Jeudi matin, encore une fois, la police du général Hamel est entrée en action pour étouffer la respiration de dizaines d’Algériens venus crier, pacifiquement, leur opposition au régime. Une cinquantaine de manifestants ont été violemment arrêtés puis emmenés dans des commissariats de la capitale.

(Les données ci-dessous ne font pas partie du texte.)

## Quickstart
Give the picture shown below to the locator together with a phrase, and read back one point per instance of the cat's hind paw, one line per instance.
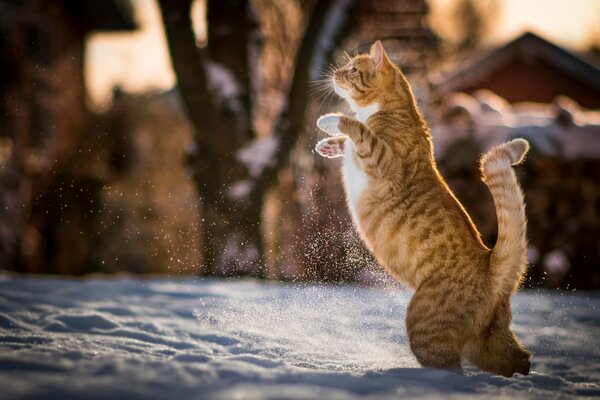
(331, 147)
(329, 123)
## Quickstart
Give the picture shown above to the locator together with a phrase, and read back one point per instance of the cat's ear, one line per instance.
(378, 55)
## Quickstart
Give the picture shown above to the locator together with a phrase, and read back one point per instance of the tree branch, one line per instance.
(328, 25)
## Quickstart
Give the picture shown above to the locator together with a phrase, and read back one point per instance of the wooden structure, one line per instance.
(529, 69)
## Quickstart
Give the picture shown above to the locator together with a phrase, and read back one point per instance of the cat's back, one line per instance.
(416, 226)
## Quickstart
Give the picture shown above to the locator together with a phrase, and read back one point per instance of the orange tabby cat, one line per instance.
(418, 230)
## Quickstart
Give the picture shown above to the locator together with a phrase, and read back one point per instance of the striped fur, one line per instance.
(419, 231)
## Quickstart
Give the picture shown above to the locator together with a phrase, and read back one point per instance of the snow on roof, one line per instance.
(561, 129)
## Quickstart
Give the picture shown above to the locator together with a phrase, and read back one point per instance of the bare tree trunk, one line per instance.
(233, 169)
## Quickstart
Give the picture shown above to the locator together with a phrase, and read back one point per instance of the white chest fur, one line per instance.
(355, 179)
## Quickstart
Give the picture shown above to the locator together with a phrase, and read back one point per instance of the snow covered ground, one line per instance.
(216, 339)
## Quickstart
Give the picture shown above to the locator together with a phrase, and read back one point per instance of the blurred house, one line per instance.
(533, 89)
(45, 128)
(528, 69)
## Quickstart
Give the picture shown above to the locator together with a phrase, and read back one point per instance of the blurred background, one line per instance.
(176, 137)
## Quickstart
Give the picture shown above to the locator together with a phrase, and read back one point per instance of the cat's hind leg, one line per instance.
(331, 147)
(497, 349)
(435, 332)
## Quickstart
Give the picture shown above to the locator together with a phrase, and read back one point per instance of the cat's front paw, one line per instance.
(329, 123)
(331, 147)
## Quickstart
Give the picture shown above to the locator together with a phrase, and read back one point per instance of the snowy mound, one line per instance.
(245, 339)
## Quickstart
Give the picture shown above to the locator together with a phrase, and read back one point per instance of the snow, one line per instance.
(240, 190)
(561, 129)
(217, 339)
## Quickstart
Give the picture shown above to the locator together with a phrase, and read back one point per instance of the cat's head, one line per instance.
(366, 78)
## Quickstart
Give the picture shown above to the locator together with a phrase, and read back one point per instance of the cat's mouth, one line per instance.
(340, 90)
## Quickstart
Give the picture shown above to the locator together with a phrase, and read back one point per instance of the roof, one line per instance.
(103, 15)
(527, 47)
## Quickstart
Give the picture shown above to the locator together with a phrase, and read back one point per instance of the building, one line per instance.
(528, 69)
(43, 117)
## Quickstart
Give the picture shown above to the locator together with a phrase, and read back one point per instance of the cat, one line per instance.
(417, 229)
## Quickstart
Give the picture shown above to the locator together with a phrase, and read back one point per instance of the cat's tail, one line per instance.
(508, 260)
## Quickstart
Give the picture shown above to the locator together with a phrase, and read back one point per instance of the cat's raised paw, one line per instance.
(330, 148)
(329, 123)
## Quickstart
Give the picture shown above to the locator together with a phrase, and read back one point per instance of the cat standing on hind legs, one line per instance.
(417, 229)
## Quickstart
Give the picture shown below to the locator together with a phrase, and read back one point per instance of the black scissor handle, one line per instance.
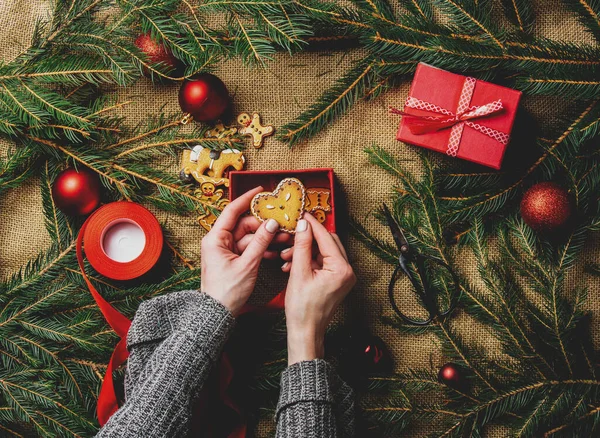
(453, 294)
(417, 287)
(423, 291)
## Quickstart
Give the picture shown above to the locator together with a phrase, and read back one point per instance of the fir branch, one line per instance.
(520, 12)
(588, 13)
(331, 105)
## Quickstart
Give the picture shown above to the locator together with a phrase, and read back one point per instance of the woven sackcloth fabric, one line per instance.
(279, 94)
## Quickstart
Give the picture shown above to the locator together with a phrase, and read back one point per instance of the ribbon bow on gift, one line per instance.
(419, 125)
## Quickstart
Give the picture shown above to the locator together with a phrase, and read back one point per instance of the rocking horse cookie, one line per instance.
(252, 127)
(207, 165)
(220, 131)
(285, 204)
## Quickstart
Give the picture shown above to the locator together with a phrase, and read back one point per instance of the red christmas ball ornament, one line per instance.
(546, 207)
(451, 375)
(76, 192)
(204, 96)
(155, 51)
(364, 354)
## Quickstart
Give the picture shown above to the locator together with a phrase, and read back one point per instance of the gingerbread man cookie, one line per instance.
(209, 193)
(317, 199)
(320, 215)
(285, 204)
(220, 131)
(251, 127)
(207, 220)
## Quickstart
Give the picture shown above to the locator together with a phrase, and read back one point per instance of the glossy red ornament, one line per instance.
(155, 51)
(75, 192)
(546, 207)
(364, 354)
(204, 96)
(451, 375)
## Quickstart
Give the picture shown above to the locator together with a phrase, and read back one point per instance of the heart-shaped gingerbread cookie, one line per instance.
(285, 204)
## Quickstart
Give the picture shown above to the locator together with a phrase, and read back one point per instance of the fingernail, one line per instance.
(272, 225)
(302, 225)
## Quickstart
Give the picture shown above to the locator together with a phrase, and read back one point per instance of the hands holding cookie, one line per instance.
(320, 277)
(232, 252)
(319, 282)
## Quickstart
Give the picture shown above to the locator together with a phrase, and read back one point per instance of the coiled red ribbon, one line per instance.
(91, 235)
(418, 124)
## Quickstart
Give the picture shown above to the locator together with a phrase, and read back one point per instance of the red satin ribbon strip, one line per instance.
(91, 234)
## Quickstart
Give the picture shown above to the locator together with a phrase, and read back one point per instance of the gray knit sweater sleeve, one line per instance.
(174, 341)
(314, 403)
(178, 337)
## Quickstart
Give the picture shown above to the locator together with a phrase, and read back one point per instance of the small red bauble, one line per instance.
(451, 375)
(546, 206)
(204, 96)
(366, 354)
(76, 192)
(155, 51)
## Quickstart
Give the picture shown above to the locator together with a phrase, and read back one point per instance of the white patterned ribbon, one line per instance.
(457, 121)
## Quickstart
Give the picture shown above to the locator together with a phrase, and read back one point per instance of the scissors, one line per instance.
(424, 291)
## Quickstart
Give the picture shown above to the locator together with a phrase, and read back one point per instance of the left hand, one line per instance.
(232, 252)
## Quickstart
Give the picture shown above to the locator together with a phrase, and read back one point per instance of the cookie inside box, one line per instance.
(320, 202)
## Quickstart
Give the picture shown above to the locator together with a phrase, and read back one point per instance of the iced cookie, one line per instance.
(285, 204)
(251, 127)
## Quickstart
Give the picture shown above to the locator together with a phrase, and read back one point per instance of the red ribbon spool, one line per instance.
(93, 233)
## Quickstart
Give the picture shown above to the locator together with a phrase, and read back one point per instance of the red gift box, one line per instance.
(457, 115)
(242, 181)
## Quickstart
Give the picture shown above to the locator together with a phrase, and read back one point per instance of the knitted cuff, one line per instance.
(210, 324)
(195, 313)
(305, 381)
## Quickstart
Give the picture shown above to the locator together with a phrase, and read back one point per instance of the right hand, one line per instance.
(315, 288)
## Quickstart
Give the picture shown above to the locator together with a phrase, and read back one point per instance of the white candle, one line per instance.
(123, 240)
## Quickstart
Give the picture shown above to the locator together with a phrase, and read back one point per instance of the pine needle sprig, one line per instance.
(588, 13)
(332, 105)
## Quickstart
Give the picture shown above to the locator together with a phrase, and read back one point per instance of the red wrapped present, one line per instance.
(458, 115)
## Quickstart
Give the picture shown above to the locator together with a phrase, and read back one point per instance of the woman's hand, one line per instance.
(232, 251)
(315, 289)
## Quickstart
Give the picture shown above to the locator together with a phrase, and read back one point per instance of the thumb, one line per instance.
(302, 261)
(260, 241)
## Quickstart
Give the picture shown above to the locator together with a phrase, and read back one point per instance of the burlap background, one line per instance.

Alger était disait-on la mecque des révolutionnaires, aujourd’hui, elle est devenue la tombe des libertés. Mercredi, Ramtane Lamamra donnait avec aplomb des leçons de démocratie et de respect des droits de l’homme dans sa réponse au rapport sans concession et lourd publié par le département d’Etat américain sur le respect des libertés en Algérie. Les rédacteurs américains de ce rapport pointent l’impossibilité pour les citoyens « de changer leur gouvernement », « l’usage excessif de la force par la police ainsi que les mauvaises conditions de détention ». Pire encore, ce que toute la presse dénonce depuis des années. Autrement dit «une corruption généralisée qui empêche la transparence gouvernementale ». Mais pour couper court à toute critique, Lamamra, en donneur de leçons, avance son argument : « Nous considérons que nous sommes plus à même de juger la situation des droits de l’homme dans notre pays que quiconque », en marge de la 25e session du Conseil des droits de l’homme (CDH). L’Algérie est membre du conseil des droits de l’Homme de l’Onu depuis janvier. Sommet du cynisme : « Nous allons projeter au sein du Conseil nos propres valeurs, nos propres convictions et objectifs. Nous allons faire jonction avec les pays qui partagent avec nous ce patrimoine de défense et de protection des droits de l’homme », se targuait le ministre des Affaires étrangères dans une déclaration à l’APS. Quid de toutes les enquêtes sur les scandales de Sonatrach ? L’autoroute Est-Ouest ?
On attendait de ce fin diplomate plus de courage politique, on a entendu et vu de la couardise.
Pendant que Sellal, tance et menace « les semeurs de fitna », Farouk Ksentini, l’autre thuriféraire patenté de Bouteflika, a avalé sa langue. Le silence complice de Farouk Ksentini devant la répression policière à Alger renseigne sur le degré de renoncement et de compromission des clients du pouvoir. Désigné par Bouteflika à la tête d’une commission de défense des droits de l’homme au nom imprononçable, Farouk Ksentini semble avoir perdu sa langue devant les opérations de répression du mouvement Barakat. Mais l’a-t-on entendu un jour élever la voix sur les privations de liberté ou de réunions instituées depuis de nombreuses années par le pouvoir ? Non.
Tous et à n’importe quel prix pour la réélection de Bouteflika, c’est un peu la devise du premier ministre qui ne rate pas une occasion de lancer des vannes et des déclarations louangeuses à son employeur, le président. Malgré la gravité de la situation, ses rodomontades font beaucoup rire dans les réseaux sociaux. L’homme assure le service avec zèle et sans état d’âme.
Ces derniers jours tout ce que compte de courtisans du président se pâment de trouver une place dans la pseudo-campagne électorale. Mais à la moindre difficulté, la panique gagne le sommet du pouvoir. Entre silence et rodomontades, un jeu de mensonges et d’ombres chinoises s’allongent au grand désespoir des Algériens.
Mais enfin, s’attendre à quelque sursaut de rupture ou une oraison funèbre du pouvoir de la part de ces carriéristes de la politique est une erreur. Le double discours, l’esbroufe, le mensonge, la manipulation, la dissimulation des réalités ne sont-ils pas les éléments constitutifs des réponses qu’apportent ces hommes et ce qu’ils représentent aux questions fondamentales que pose la société ? L’espoir, tout l’espoir des Algériens sourd de ces femmes et hommes qui crient leur colère devant le hold-up politique de l’avenir de l’Algérie.